Candidati e candidate di partiti insoddisfatti per il trattamento riservato loro dagli alleati attuali o potenziali possono riuscire a dimostrare che, in effetti, i voti da loro raccolti potrebbero essere decisivi (o anche no) ottenendo ricompensa in altro collegio o a futura memoria. Poiché sembra che nel caso italiano non ci sia nessuno che si batte davvero, con passione, per il doppio turno francese e nessuno che si renda conto che le liste lunghe e bloccate creano qualche disagio all'elettorato, bisognerebbe forse ricordarsi delle primarie.

È giusto che i dirigenti desiderino avere pattuglie di parlamentari leali e disciplinate. Ma è anche giusto, opportuno, qualche volta persino molto utile che gli elettori abbiano la possibilità di esprimersi anche sulle candidature, magari non su tutte, magari non obbligatoriamente. La prossima legge elettorale, se sarà, come temiamo, proporzionale, potrebbe, per esempio, sancire che qualora un certo numero di cittadini raccolga una certa percentuale di firme (calcolata sul numero degli aventi diritto a votare in quella circoscrizione) a favore di uno o più candidati/e specifici/che, allora si dovranno tenere elezioni primarie. Queste sarebbero primarie regolate per legge, ma attivabili su richiesta, quindi non obbligatorie. Tralascio le technicalities (che, per l'appunto «a richiesta», metterò a disposizione del Ministro Chiti), ma aggiungo che sarebbe questo un modo per rispondere davvero, anche ad opera del Partito Democratico, quando ci sarà, alle domande del troppo spesso evocato e non più consultato «popolo delle primarie». Un modo che serve ad ampliare la democraticità delle scelte, a consentire una partecipazione più ampia, a valutare le candidature, a diffondere informazioni e a mobilitare consenso.

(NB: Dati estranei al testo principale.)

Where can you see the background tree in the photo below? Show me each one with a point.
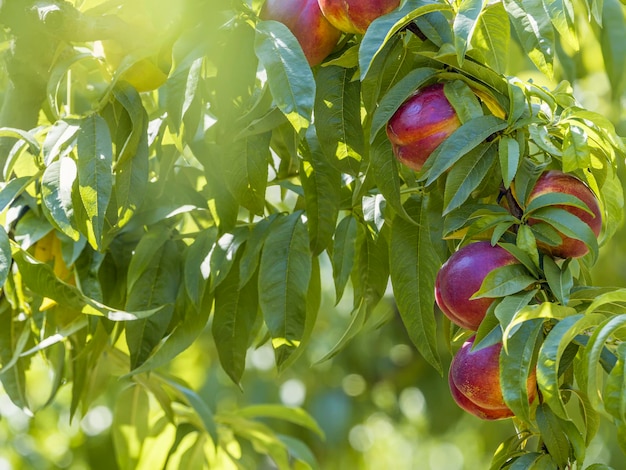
(210, 256)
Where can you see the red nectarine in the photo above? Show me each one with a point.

Fra i meccanismi che contano di una legge elettorale si trova anche, non da ultimo, quello che serve ad incentivare la partecipazione motivata e incisiva dell'elettorato e a stabilire un rapporto di comunicazione reciproca fra elettorato e candidato/a. Il tempo dedicato a cercare quei meccanismi e ad approntarli è tempo speso democraticamente in maniera ottima.